First, a detainee will be able to end his detention at his choice if he wishes to go to a third country. That is why I refuse to engage in a debate about whether internment is involved; it does not involve internment in the emotive historical sense in which that word has been used in this country. I refer to the internment of UK citizens who are locked up—banged up—and who certainly have no right to walk out. In this case, these people will be able to end their detention if they find a country that will take them.
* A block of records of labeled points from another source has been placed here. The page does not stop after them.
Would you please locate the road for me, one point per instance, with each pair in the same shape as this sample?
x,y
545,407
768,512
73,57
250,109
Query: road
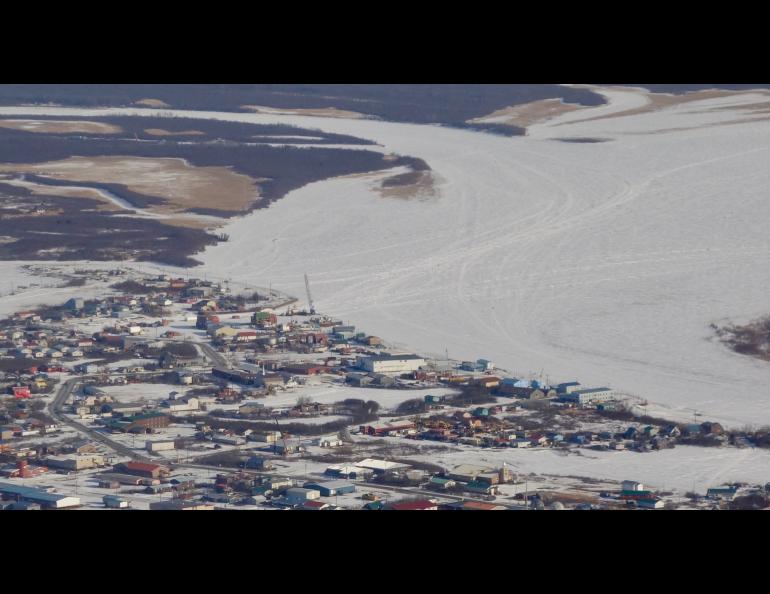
x,y
407,491
54,408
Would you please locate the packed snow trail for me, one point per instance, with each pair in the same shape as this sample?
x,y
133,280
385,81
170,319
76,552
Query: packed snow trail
x,y
603,262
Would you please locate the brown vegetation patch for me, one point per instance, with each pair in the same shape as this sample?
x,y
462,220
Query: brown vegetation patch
x,y
151,103
181,185
751,339
413,184
658,101
528,113
72,192
60,126
162,132
323,112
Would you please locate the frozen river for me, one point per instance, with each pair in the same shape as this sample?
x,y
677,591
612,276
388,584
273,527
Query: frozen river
x,y
602,261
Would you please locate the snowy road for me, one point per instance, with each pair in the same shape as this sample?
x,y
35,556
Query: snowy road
x,y
602,261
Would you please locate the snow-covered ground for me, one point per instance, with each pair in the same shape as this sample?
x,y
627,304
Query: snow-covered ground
x,y
605,262
684,468
328,393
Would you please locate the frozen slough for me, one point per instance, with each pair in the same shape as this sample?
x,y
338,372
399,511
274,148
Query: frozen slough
x,y
602,261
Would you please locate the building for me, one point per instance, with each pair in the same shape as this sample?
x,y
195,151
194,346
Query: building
x,y
304,369
348,472
258,463
143,469
329,441
419,505
567,388
631,486
381,466
181,505
332,488
589,396
141,422
45,499
390,363
652,503
474,506
722,493
298,495
160,446
468,472
75,461
385,427
114,502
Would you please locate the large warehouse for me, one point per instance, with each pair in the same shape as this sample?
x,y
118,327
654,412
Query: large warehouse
x,y
45,499
590,396
390,363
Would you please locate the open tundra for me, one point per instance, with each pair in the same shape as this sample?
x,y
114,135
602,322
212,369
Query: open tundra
x,y
600,246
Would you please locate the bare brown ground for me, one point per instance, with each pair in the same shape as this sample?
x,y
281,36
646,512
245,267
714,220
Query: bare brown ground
x,y
152,103
183,186
416,184
162,132
326,112
42,189
660,101
61,127
528,113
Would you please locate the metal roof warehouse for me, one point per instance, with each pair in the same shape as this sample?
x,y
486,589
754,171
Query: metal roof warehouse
x,y
45,499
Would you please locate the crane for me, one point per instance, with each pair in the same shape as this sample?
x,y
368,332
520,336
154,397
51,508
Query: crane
x,y
285,449
309,297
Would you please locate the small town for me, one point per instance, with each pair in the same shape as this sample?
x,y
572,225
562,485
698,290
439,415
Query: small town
x,y
187,394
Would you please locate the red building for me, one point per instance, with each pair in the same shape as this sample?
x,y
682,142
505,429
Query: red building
x,y
21,392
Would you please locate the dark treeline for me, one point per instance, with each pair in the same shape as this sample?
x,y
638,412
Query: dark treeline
x,y
449,104
283,168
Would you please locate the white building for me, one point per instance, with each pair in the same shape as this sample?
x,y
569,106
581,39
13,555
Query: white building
x,y
159,446
590,395
632,486
299,495
390,363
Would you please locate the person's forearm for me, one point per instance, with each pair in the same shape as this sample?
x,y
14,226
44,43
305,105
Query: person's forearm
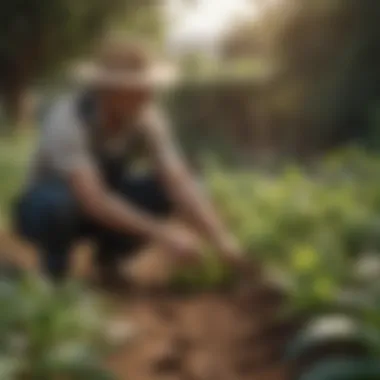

Secondly, the powers exercised by the Secretary of State will be subject to full judicial scrutiny. I read reports in the media at the weekend which stated that no judge will ever see the evidence that David Blunkett will have used to make a decision or to issue a certificate. That is simply not true. The Special Immigration Appeals Commission—the relevant legislation went through this House and the other place at the back end of 1997—is well suited to considering these matters, having both judicial and security expertise. The commission consists in total of eight people: four judges and four others who have expertise in security matters. At any one time, there will be a minimum of two judges sitting and one person from the group that I call the lay people. They are in effect conducting a judicial review on the Home Secretary when he signs a certificate. The decisions of the commission will be capable of appeal to the Court of Appeal and to the House of Lords on a point of law. So to argue, as some commentators have, that there is no judicial process, no oversight of what the Home Secretary is doing in respect of such people is, frankly, not the case.

Furthermore, the oversight on the detention powers will be ongoing. There will be an immediate right of appeal against the issuing of a certificate, with six-monthly reviews thereafter, and the additional safeguard of a review earlier than that where a change of circumstances is raised that warrants that. If there is a change between the six-monthly reviews, the detainee, through his or her legal adviser, will be able to make an application to have the matter looked at as a result of a change of circumstances. I cannot conceive of such a request being refused by the commission.